The Promising Pathway Act H.R. 3761 will allow pharmaceutical companies to petition the FDA for provisional approval for drugs that have passed early stage clinical trials and have proven safety and efficacy rates. This act has so many upsides. The current system of FDA approval is too rigid and too slow. This slow system dramatically increases the cost and time to bring a new drug that shows promise in the labs to clinical trials. End result: the new drug never makes it to the market in an attempt to save a child’s life. Introduced in June of 2021, this act once passed will allow patients access to treatments quickly and combination cocktails will be more readily available. As many know, rare cancers need combination drugs to have the best opportunity of success.

An article published in Forbes.com indicated that the funding for childhood clinical cancer trials in 2008 was $26.4 million, federal funding for AIDS research was $254 million and funding for breast cancer was $584 million. Why the great divide between dollars spent on these diseases and pediatric cancer? Can it be because children are not among the voting population of this country? Nonetheless, these children have families that miss them dearly and want to highlight this social injustice of distributed cancer research dollars. Children’s lives matter and they need a voice to assist in funding cures for their cancers.

My husband and I are honored to be Family Partners with ChadTough Defeat DIPG (Diffuse Intrinsic Pontine Glioma). A non-profit organized to fund research for the rare pediatric brain cancer, DIPG. In 2015, the Carrs and Mosiers endured the tragic loss of their sons and formed two separate foundations to invest in clinical trials to go after a cure for this horrendous disease. They have come together and it is not a matter of “If” but “When” they will find a cure.
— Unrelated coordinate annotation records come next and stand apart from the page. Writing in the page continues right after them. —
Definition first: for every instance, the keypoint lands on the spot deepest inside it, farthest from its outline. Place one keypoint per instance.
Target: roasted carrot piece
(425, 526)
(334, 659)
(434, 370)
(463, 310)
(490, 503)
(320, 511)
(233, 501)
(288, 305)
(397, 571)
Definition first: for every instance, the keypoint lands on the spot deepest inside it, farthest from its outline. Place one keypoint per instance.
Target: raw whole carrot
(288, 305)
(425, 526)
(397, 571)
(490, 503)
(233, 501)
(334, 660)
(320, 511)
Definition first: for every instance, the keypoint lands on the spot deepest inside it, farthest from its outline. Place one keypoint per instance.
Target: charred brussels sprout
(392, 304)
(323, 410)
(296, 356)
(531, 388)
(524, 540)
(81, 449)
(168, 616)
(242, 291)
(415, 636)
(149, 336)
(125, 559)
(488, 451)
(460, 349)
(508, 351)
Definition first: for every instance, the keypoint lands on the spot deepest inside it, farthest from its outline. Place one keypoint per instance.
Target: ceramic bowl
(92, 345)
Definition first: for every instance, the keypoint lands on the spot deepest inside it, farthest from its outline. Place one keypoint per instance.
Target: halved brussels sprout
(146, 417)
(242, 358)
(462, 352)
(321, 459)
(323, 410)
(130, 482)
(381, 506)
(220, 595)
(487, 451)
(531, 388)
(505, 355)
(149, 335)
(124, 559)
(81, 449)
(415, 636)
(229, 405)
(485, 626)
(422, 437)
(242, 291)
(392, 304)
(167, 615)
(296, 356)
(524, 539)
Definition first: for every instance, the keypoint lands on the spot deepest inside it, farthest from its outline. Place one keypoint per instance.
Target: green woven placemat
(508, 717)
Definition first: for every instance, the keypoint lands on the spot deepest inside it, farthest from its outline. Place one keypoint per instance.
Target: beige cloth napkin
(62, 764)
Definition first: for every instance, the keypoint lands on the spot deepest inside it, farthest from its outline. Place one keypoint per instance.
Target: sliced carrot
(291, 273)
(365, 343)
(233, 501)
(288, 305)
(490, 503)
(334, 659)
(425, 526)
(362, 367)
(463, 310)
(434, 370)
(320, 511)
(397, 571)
To date they have funded $12 million in cutting edge clinical trials for DIPG. Our daughter was also lost to DIPG. It is a sad fact that families who lost a child to pediatric cancer are forced to fundraise for a cure. Remembering the statistic that 1 in 285 children will be diagnosed with cancer before the age of 20, it is clear that these pediatric cancers are not rare occurrences. Pediatric cancers fuel the nightmares of parents. My family understands this and as such raising awareness and money for a cure to pediatric cancer is now my passion.

Family friends, Alec and Cristy Fraser of Old Greenwich are literally cycling coast to coast across America in September to bring awareness to childhood cancer. Their son, Julian, lost his heroic battle with Osteosarcoma at the tender age of 20. The parents are honoring their son by raising awareness and funding for Memorial Sloan Kettering’s “Cycle For Survival”. Alec and his best friend, Jamie Meehan, are biking across 17 states beginning from Rocky Point, Connecticut August 15th and ending October 21st in California where they will host The Julian Fraser Memorial Water Polo Tournament at Santa Clara University where Julian was a student. Follow their journey via satellite: share.garmin.com/73AZN. I applaud their drive and efforts to honor their son. Go Team JF!

August 31 would have been Vivienne’s 13th birthday and marks a life of future adventures and dreams which will never take place. I ask that in September you please be aware of the children lost to pediatric cancer and the families who push forward each day without them. Be aware of what you can do to honor your friends going through such a journey such as lobbying and fundraising on their behalf for greater pediatric research dollars. Or perhaps supporting these families by driving siblings to school, preparing a cooked dinner for the family or simply sending a picture of a flower living in a barren dessert. Never shy away from mentioning those children who have been lost to pediatric cancer to their families. Show grace to these families by showing up to support them. Kindness matters. CS Lewis once wrote. “My child may have died; but my love – and my motherhood never will.” Acknowledge the month of September as Childhood Cancer Awareness Month and bring awareness for funding, lobbying and support for the most vulnerable in our community.